O diretor de Planejamento e Estruturação de Projetos do banco, economista Nelson Barbosa, que estava nos governos anteriores de Luiz Inácio Lula da Silva e Dilma Rousseff, ambos do PT, afirma que não existe “volta ao passado”.
“Na NIB, por exemplo, 64% dos recursos são financiamentos com taxa de mercado”, afirma Barbosa.
Entre os sinais de mudança, já chamam a atenção e denotam a volta de riscos, na avaliação de economistas e acadêmicos, estão mudanças em taxas de financiamento e fontes de recursos.
Nos últimos seis anos com Bolsonaro e Temer, o BNDES vinha trabalhando com a TLP (Taxa de Longo Prazo), que é de mercado, sem subsídio.
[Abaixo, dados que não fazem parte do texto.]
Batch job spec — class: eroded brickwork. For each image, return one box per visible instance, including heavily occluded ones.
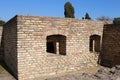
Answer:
[4,16,104,80]
[101,25,120,67]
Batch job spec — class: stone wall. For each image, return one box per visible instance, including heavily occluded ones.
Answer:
[101,25,120,67]
[4,16,104,80]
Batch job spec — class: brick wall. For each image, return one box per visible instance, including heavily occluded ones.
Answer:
[4,16,104,80]
[101,25,120,67]
[3,17,18,78]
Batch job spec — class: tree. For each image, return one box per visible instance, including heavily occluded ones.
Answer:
[64,2,75,18]
[113,17,120,24]
[0,20,5,26]
[85,13,91,20]
[97,16,113,24]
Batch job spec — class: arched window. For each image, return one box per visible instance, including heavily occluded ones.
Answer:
[89,35,101,52]
[46,35,66,55]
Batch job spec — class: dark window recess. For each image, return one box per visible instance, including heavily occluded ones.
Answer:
[47,42,55,53]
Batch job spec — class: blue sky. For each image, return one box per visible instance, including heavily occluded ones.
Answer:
[0,0,120,21]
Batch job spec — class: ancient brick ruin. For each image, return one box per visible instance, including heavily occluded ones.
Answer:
[0,15,120,80]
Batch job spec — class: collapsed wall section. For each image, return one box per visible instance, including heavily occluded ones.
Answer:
[101,24,120,67]
[17,16,103,80]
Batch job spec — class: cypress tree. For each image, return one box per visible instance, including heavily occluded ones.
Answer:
[64,2,75,18]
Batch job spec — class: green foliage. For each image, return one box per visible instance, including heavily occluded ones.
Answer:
[64,2,75,18]
[0,20,5,26]
[85,13,91,20]
[113,17,120,24]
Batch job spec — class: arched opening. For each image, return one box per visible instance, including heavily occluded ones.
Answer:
[46,35,66,55]
[89,35,101,52]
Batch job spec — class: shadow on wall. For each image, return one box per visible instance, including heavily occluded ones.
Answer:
[0,26,4,62]
[99,24,120,67]
[46,35,66,55]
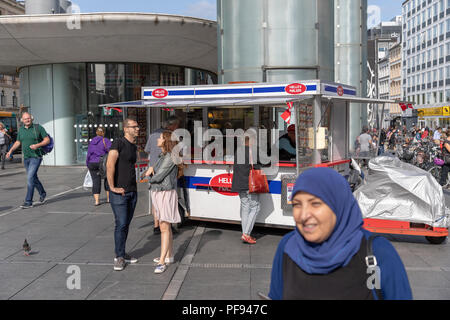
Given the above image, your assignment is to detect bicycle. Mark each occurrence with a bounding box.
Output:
[428,157,450,188]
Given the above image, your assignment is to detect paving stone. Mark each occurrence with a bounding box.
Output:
[88,281,167,300]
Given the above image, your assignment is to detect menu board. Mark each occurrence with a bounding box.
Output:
[296,104,314,165]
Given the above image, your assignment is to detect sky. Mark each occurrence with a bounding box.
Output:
[72,0,403,23]
[72,0,217,20]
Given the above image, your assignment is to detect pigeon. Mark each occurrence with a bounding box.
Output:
[22,239,31,256]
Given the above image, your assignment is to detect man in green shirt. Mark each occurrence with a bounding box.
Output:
[6,112,50,209]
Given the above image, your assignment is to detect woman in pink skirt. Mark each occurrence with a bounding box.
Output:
[145,131,182,273]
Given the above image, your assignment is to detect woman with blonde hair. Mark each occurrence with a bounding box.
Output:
[86,127,111,206]
[145,130,183,273]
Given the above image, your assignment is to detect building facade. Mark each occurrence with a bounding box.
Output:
[367,16,402,128]
[0,0,25,115]
[402,0,450,128]
[389,43,402,118]
[0,9,217,166]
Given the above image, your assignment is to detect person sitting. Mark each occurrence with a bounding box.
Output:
[269,168,412,300]
[278,124,297,161]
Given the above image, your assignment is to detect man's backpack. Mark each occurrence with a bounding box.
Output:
[34,124,55,155]
[98,138,108,179]
[98,153,108,179]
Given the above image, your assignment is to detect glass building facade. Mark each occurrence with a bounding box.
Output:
[20,63,217,166]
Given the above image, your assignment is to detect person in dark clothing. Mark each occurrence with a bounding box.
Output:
[269,168,412,300]
[439,135,450,187]
[86,127,111,206]
[231,136,260,244]
[378,129,386,155]
[106,118,139,271]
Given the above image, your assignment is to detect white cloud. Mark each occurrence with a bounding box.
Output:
[184,0,217,20]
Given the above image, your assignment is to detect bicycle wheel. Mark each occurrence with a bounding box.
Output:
[428,166,442,182]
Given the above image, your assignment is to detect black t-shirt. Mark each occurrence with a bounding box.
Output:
[110,138,137,192]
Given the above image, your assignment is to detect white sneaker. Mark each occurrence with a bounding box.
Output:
[123,253,139,264]
[153,257,175,264]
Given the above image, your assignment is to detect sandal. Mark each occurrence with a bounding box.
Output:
[155,264,167,273]
[241,234,256,244]
[153,257,175,264]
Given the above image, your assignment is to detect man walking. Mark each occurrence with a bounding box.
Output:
[106,118,139,271]
[6,112,50,209]
[0,122,11,170]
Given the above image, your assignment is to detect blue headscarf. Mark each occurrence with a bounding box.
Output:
[284,168,363,274]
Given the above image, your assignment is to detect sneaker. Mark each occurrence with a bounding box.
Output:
[241,234,256,244]
[153,257,175,264]
[155,264,167,273]
[20,202,33,209]
[114,257,125,271]
[124,254,138,264]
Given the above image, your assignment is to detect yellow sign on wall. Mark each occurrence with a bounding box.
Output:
[442,106,450,116]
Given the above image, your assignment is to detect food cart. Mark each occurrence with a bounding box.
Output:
[101,80,448,242]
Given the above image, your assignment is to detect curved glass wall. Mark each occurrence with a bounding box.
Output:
[20,63,217,166]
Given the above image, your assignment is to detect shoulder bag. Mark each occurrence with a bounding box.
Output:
[248,148,269,193]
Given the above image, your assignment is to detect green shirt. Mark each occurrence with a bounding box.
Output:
[17,124,48,159]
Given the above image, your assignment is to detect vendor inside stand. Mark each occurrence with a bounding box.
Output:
[279,124,296,161]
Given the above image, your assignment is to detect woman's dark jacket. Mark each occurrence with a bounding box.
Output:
[231,146,261,192]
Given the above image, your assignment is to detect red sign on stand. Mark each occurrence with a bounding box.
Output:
[209,173,238,196]
[284,83,306,94]
[152,88,169,99]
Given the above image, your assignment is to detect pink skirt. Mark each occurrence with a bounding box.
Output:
[151,190,181,223]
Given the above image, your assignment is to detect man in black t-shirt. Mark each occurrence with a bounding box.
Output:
[106,118,139,271]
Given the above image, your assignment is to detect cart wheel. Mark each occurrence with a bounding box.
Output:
[425,236,447,244]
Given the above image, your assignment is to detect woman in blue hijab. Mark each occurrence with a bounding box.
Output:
[269,168,412,300]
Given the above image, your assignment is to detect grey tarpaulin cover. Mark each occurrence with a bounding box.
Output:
[354,156,450,228]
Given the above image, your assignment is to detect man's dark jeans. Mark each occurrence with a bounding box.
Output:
[23,158,47,204]
[109,192,137,258]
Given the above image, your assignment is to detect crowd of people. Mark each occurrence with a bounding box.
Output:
[7,113,412,299]
[355,126,450,188]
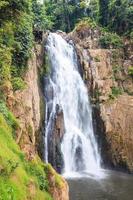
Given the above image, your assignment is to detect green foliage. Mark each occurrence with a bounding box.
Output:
[99,0,133,35]
[0,112,52,200]
[26,163,49,191]
[128,66,133,77]
[75,17,97,31]
[13,14,33,68]
[109,87,122,99]
[99,32,123,49]
[99,0,109,26]
[0,46,11,85]
[11,77,26,91]
[0,101,19,129]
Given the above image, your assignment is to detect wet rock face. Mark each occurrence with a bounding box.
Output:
[48,108,65,173]
[7,45,43,160]
[69,25,133,172]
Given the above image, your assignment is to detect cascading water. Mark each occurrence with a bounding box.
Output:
[45,33,100,177]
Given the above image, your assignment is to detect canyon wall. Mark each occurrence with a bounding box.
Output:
[67,26,133,172]
[5,41,69,200]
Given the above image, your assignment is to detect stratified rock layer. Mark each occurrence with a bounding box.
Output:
[69,26,133,172]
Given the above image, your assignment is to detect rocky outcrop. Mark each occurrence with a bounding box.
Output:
[69,27,133,172]
[7,45,43,160]
[46,165,69,200]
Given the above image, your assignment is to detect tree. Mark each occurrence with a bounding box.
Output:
[99,0,109,26]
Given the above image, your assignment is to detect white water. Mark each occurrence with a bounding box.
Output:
[45,33,100,177]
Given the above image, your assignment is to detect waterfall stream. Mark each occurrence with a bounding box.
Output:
[45,33,100,177]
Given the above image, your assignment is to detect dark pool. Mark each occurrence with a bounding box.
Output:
[67,171,133,200]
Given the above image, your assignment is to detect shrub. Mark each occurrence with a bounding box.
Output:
[12,77,26,91]
[25,163,48,191]
[0,101,19,129]
[99,32,123,49]
[109,87,122,99]
[75,17,97,31]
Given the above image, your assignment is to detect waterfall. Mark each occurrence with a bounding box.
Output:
[45,33,100,174]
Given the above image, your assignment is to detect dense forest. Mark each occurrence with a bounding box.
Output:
[0,0,133,200]
[0,0,133,99]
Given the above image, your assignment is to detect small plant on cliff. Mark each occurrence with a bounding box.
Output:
[11,77,26,91]
[128,66,133,77]
[99,32,123,49]
[0,101,19,129]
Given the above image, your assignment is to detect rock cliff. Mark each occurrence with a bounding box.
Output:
[68,25,133,172]
[6,41,69,200]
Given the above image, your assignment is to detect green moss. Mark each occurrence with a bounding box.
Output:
[128,66,133,77]
[11,77,26,91]
[74,17,97,31]
[109,87,123,99]
[99,32,123,49]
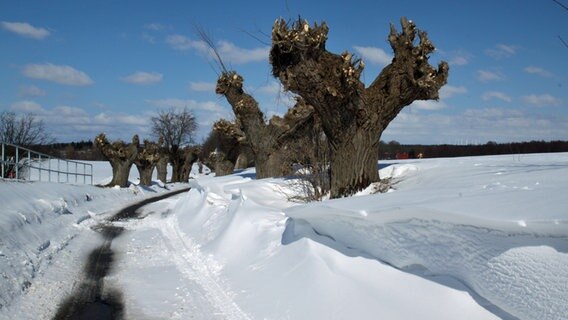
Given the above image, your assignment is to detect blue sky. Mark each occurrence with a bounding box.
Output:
[0,0,568,144]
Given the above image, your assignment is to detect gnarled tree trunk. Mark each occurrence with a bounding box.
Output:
[270,18,449,198]
[216,71,313,179]
[134,140,162,186]
[156,153,170,183]
[170,146,199,182]
[181,147,201,182]
[209,119,245,177]
[95,133,139,188]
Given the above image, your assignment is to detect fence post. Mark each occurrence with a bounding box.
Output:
[28,150,32,181]
[2,143,4,178]
[14,148,20,180]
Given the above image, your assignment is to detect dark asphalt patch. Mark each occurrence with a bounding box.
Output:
[53,188,189,320]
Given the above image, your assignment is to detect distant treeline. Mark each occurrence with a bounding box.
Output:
[28,140,568,161]
[379,141,568,159]
[31,140,106,161]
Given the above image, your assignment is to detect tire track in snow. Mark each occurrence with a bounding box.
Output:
[160,216,251,320]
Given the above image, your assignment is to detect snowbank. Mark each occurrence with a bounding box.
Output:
[285,154,568,319]
[173,169,496,319]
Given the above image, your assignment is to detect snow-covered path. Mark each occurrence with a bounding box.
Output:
[107,195,250,319]
[0,153,568,320]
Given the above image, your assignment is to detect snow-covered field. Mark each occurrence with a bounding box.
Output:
[0,153,568,319]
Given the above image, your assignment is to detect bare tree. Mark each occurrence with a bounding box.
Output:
[209,119,246,176]
[170,146,201,182]
[95,133,140,188]
[270,18,449,198]
[0,111,54,147]
[134,140,166,186]
[216,71,314,179]
[151,108,197,182]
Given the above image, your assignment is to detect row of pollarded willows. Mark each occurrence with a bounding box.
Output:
[95,109,200,187]
[95,133,200,187]
[208,18,449,198]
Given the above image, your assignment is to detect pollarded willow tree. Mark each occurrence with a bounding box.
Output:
[209,119,246,176]
[95,133,140,188]
[270,18,449,198]
[216,71,314,179]
[134,140,167,186]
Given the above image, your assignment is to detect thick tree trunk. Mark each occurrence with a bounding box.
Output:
[136,165,154,186]
[270,17,449,198]
[330,130,379,198]
[215,160,235,177]
[108,160,133,188]
[95,133,139,188]
[235,151,248,169]
[156,156,168,183]
[216,72,314,179]
[181,150,198,182]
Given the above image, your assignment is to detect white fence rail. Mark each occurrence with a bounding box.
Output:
[0,143,93,184]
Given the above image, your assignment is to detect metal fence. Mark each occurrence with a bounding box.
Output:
[0,143,93,184]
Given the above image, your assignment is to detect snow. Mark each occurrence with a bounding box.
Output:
[0,153,568,319]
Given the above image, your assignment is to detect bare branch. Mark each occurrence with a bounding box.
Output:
[195,26,228,73]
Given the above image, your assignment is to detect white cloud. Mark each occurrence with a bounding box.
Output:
[523,94,562,107]
[2,21,50,40]
[166,34,204,51]
[189,82,217,92]
[10,101,156,142]
[485,44,518,59]
[256,81,282,95]
[22,63,93,86]
[524,66,552,78]
[353,46,392,66]
[218,41,270,64]
[142,33,156,44]
[440,85,467,99]
[448,56,469,66]
[481,91,513,102]
[146,98,227,113]
[10,100,44,115]
[166,34,270,64]
[122,71,164,85]
[144,22,170,31]
[477,70,505,82]
[18,86,46,97]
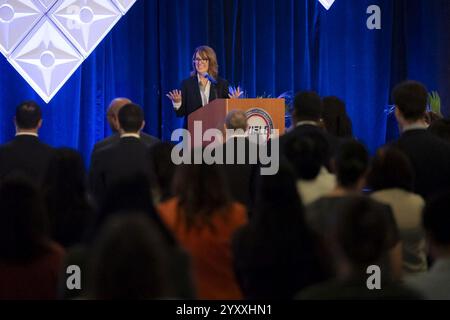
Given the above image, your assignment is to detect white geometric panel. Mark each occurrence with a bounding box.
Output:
[9,17,83,103]
[39,0,56,10]
[48,0,122,57]
[112,0,136,14]
[0,0,136,103]
[319,0,335,10]
[0,0,44,57]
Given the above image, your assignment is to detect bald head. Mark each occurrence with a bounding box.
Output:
[106,98,132,132]
[225,110,248,131]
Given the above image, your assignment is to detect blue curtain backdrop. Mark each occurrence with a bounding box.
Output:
[0,0,450,161]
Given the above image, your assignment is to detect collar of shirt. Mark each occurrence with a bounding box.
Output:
[16,132,39,138]
[120,133,141,139]
[430,257,450,272]
[197,74,211,106]
[403,122,428,132]
[296,120,319,127]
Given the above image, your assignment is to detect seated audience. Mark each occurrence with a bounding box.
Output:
[280,92,338,168]
[0,101,53,185]
[149,142,176,203]
[43,148,94,248]
[367,147,427,274]
[233,164,325,299]
[285,132,336,205]
[0,176,64,300]
[92,98,159,153]
[297,196,421,300]
[158,164,247,299]
[88,213,171,300]
[392,81,450,200]
[406,191,450,300]
[90,104,155,201]
[63,175,195,299]
[322,97,353,138]
[306,140,402,279]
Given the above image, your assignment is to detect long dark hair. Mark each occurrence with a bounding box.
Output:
[367,146,414,191]
[44,148,93,247]
[0,175,48,263]
[173,164,232,229]
[86,174,177,245]
[244,162,311,252]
Com a mudança de governo para Lula, começaram as flexibilizações.
Um exemplo é a proposta do projeto de lei 6.235. Além da TLP original, prevê taxas prefixadas, de três ou cinco anos, e também amplia o uso da Selic.
O texto ainda abre caminho para que o CMN (Conselho Monetário Nacional) altere a metodologia de cálculo das taxas prefixadas.
O banco argumenta que não há risco de perdas para o FAT (Fundo de Amparo ao Trabalhador), fonte de financiamentos, e que a mudança vai favorecer o tomador.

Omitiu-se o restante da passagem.